Remember Fry’s Electronics, the warehouse-style stores that shut down completely in 2021? Those stores joined 41 California Bed, Bath & Beyond locations, 17 Disney stores in the state and more than a dozen Best Buys that shuttered just in the last year.

They joined hundreds of locations once occupied by Borders Books & Music, Kmarts, K-B Toy stores, Linens-N-Things warehouse-style stores, Mervyn’s stores, Circuit Cities, Radio Shacks, Sport Chalets and Blockbuster Video outlets.

No one has tracked just how many of those store locations have been reoccupied by other retailers, but anyone driving around California cities can readily see that many have not.

Big box stores and their parking lots often sit empty. So do scores of mini-malls.

But probably not for long. Tens of millions of square feet of office space vacated during the depth of the coronavirus pandemic remain empty today, as law firms, insurance companies, stockbrokers and many other types of white collar businesses reduced their rental footprints and allowed millions of workers to keep working from home, wherever they make it.

Fears of contagion were also part of the reason for the many store closings around the state during the last three years, as shoppers avoided crowded spaces and ordered merchandise of almost all kinds online from home instead.

Many jilted properties are about to be reassessed at far lower tax rates than today’s, as rent reductions reduce the market value of both office towers and other types of commercial property.

It was plain from the beginning of the pandemic that the eventual answer would have to be conversions, as all those vacancies coincided with a declared housing shortage, one variously estimated by the state’s Department of Housing and Community Development at anywhere from 1.2 million to 3.5 million dwelling units. The vast differences in official state estimates of need are likely due to the sort of incompetence noted in a state auditor’s report on that department in 2021.

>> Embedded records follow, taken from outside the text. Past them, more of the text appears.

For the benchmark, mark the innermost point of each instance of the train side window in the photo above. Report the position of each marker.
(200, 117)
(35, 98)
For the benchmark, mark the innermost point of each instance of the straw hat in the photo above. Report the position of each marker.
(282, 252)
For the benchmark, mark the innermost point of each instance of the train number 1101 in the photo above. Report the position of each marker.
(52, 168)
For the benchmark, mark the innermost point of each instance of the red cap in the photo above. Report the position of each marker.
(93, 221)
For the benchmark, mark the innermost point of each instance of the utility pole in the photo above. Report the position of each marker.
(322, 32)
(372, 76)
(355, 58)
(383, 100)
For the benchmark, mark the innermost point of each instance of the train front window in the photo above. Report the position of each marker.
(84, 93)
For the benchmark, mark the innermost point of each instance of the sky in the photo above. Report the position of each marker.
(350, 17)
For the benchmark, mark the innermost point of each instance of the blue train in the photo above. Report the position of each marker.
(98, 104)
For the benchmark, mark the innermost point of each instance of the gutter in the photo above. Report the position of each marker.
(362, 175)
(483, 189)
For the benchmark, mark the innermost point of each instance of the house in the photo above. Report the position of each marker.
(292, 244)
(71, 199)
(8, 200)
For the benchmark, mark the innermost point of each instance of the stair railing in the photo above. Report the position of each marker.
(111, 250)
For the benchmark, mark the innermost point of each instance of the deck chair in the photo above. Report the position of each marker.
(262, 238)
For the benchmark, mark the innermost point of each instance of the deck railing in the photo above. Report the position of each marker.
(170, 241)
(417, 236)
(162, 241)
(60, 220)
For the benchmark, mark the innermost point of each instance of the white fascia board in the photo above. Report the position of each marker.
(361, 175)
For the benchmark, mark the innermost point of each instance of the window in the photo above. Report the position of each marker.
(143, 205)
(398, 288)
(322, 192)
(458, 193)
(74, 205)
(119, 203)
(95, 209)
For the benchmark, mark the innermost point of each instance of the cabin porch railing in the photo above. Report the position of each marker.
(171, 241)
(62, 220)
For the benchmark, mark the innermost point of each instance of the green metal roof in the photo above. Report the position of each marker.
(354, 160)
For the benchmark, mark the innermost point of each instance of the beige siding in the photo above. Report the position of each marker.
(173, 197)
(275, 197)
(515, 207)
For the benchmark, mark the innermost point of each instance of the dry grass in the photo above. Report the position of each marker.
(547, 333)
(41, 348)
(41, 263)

It took years for legislators to realize they must remove obstacles to building conversions, making residential properties out of structures originally designed as commercial.

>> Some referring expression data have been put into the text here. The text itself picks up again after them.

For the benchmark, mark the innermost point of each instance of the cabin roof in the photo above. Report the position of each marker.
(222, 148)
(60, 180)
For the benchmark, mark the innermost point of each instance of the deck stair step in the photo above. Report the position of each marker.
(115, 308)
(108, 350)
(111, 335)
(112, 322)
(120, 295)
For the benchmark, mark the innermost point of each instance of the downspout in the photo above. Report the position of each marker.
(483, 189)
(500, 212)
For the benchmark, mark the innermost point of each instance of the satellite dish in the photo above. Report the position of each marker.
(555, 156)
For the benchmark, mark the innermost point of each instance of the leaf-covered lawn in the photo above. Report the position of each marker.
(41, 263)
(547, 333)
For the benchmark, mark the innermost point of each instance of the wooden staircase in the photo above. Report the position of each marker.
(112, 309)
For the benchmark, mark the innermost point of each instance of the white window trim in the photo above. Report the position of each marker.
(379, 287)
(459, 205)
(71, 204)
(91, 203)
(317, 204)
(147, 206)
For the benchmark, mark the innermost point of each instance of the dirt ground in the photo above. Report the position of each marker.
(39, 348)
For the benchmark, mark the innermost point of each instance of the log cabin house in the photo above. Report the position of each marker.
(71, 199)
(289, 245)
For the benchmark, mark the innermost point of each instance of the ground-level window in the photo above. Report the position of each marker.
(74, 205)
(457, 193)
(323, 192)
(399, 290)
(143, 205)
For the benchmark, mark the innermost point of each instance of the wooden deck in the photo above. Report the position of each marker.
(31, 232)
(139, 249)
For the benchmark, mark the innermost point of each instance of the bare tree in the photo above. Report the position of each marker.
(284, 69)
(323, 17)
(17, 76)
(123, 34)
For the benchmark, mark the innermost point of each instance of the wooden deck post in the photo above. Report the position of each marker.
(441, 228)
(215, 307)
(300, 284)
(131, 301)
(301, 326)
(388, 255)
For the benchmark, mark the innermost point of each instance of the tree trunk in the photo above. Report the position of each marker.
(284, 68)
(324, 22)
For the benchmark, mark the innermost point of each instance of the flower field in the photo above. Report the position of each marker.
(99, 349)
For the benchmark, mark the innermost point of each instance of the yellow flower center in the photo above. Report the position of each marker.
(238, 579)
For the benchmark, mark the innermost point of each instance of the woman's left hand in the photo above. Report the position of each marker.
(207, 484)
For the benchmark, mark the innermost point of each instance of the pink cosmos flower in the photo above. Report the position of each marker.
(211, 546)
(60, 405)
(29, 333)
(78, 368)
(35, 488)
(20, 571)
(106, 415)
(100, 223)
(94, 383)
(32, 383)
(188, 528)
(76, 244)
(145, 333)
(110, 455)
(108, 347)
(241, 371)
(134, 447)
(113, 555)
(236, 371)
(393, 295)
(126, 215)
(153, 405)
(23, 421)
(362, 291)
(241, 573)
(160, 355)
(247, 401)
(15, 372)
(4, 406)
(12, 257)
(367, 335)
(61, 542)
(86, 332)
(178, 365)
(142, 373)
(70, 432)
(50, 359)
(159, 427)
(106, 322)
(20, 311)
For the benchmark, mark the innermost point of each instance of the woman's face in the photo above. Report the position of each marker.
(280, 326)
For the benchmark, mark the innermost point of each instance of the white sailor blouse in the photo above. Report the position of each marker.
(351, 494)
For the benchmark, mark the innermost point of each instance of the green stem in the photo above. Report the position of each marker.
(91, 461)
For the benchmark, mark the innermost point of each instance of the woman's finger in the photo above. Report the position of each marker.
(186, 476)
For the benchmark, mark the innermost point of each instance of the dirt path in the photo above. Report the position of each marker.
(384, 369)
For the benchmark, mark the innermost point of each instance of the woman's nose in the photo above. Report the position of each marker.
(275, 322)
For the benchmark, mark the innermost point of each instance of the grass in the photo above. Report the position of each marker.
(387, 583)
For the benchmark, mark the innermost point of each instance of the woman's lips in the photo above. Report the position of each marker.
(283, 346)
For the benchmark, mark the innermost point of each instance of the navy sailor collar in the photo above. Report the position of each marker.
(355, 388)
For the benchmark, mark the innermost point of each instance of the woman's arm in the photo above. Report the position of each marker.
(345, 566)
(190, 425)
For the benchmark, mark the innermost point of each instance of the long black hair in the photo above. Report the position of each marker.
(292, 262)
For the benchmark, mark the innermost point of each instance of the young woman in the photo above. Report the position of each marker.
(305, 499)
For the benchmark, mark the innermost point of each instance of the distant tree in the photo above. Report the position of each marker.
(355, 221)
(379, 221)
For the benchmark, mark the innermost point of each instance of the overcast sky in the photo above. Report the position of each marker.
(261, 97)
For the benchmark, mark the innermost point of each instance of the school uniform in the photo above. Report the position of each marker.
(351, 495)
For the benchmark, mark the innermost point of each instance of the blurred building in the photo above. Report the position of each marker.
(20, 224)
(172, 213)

But they finally acted last year, passing two measures that greatly ease conversions, which are already taking off in significant numbers, with more than 10,000 such permits issued by the end of last year. Latest example: an eight-story tower in Emeryville soon to be redeveloped near the eastern foot of the San Francisco Bay Bridge,

Expect the 10,000 figure to grow exponentially by the end of this year, especially if the first redesigned units sell easily and quickly.

One new law that took effect Jan. 1 makes new zoning unnecessary for remaking commercial properties. That was one big previous obstacle to conversions, as some cities took purist attitudes toward separation of residential and commercial property.

Cities and counties will still have authority to inspect newly redesigned structures during reconstruction, just as they do with any building. But unless they find flaws that can’t be fixed, projects will proceed and new housing will result, in big numbers. New units can be of all price levels, from lower-floor apartments and condominiums exposed to street noise to penthouse units 30-plus floors above the racket.

Emptied big box stores and their parking lots will also morph into housing, with parking lots a place where homes are built from scratch. Even excess property owned but little used by religious institutions will be available for new residences.

Some estimates from legislative aides predict as many as 1.2 million new units to appear where formerly there were offices and stores. Two positives here are that under the new laws, not only will most projects be immune from lawsuits under the California Environmental Quality Act (CEQA), but conversions will leave existing neighborhoods largely undisturbed, while avoiding most changes in the footprints of large buildings.

In some ways, this promises to be the best of all housing worlds, letting building owners recoup their investments via rents and sales proceeds and giving neighbors little reason to be annoyed, let alone angry.

The bottom line: The solution to some of California’s housing woes is at hand, about to become a very visible reality.